I intend to move the site onto a different server in the event that it gets some traffic (not ready quite to sign up for that domain hosting). Also if there is enough interest I will start making some videos discussing these ideas, and hopefully that will help to bring more people into “this little movement of ours”.

Personally, I came to regard the state as an unnecessary evil mainly from the economic side of things. Like many the economic crisis in 2008 sparked my interest in wanting to know what the heck happened. It took a bit more time before I was able to shrug off my (neoconservitave) views on war, civil liberties etc. I also found the vast online media resources of the Mises Institute quite useful in my personal development. Their youtube channel did wonders for my growth. I would broadly categorize my views now as voluntarist anarchist, individualist, market anarchist, or agorist, something along those lines it is sometimes hard to get a term which is consistently applied enough to want to attach oneself to it.

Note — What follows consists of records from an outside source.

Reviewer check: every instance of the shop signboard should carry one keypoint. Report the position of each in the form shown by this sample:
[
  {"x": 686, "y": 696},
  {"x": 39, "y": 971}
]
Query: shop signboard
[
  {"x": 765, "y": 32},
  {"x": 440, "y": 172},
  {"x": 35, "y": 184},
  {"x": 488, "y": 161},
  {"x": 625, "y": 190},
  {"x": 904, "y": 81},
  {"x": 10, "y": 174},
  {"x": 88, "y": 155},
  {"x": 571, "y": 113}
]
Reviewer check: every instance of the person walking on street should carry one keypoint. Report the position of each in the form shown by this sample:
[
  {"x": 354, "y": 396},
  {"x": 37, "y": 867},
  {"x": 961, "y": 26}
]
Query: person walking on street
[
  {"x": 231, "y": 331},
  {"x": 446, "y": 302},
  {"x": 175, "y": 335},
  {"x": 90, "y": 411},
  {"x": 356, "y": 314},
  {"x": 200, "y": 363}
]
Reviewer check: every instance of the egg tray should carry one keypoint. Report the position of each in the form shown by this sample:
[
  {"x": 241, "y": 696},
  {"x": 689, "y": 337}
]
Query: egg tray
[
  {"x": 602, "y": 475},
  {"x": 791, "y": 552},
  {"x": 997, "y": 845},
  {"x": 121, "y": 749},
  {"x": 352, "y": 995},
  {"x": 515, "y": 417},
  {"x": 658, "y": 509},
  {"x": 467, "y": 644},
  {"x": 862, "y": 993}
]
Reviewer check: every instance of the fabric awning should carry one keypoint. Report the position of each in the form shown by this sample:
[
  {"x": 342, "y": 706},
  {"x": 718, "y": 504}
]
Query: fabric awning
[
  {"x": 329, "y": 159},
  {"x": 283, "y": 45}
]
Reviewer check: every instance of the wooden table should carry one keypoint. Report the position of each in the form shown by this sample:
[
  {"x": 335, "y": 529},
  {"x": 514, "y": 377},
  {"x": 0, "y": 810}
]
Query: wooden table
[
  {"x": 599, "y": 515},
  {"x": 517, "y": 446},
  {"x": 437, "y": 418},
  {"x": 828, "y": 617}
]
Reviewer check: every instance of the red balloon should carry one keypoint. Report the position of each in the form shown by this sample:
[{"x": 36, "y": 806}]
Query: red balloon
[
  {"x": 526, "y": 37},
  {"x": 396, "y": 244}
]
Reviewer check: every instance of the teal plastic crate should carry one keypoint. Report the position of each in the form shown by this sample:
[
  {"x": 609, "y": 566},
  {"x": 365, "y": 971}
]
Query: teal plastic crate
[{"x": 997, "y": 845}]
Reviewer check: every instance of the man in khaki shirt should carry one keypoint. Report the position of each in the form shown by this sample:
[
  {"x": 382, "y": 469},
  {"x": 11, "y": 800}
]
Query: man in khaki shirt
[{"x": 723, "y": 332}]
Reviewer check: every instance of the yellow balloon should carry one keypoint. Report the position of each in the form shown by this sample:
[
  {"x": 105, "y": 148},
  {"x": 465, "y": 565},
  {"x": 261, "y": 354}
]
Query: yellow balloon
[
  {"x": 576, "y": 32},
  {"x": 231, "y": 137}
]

On the coloration of the website. You might think it a silly topic for the opening statement, but I think it is important. Generally yellow and black are the colors associated with Rothbardian anarcho-capitalism. While on almost all points I agree with this position, I find the motive, tone, and style of more leftward thinkers like Karl Hess, Samuel Edward Konkin III, Roderick Long, and Gary Charier to be more my current taste. As I said though it is more a difference in style than in substance, and while approach is important we shouldn’t let it divide us. As Karl Hess said in Anarchy Without Hyphens, “There is only one kind of Anarchist… An anarchist is a voluntarist.”  To respect this the title banner has been left white and black, but the background left yellow to reflect the use of yellow in voluntarist circles, not necessarily limiting to anarcho-capitalism.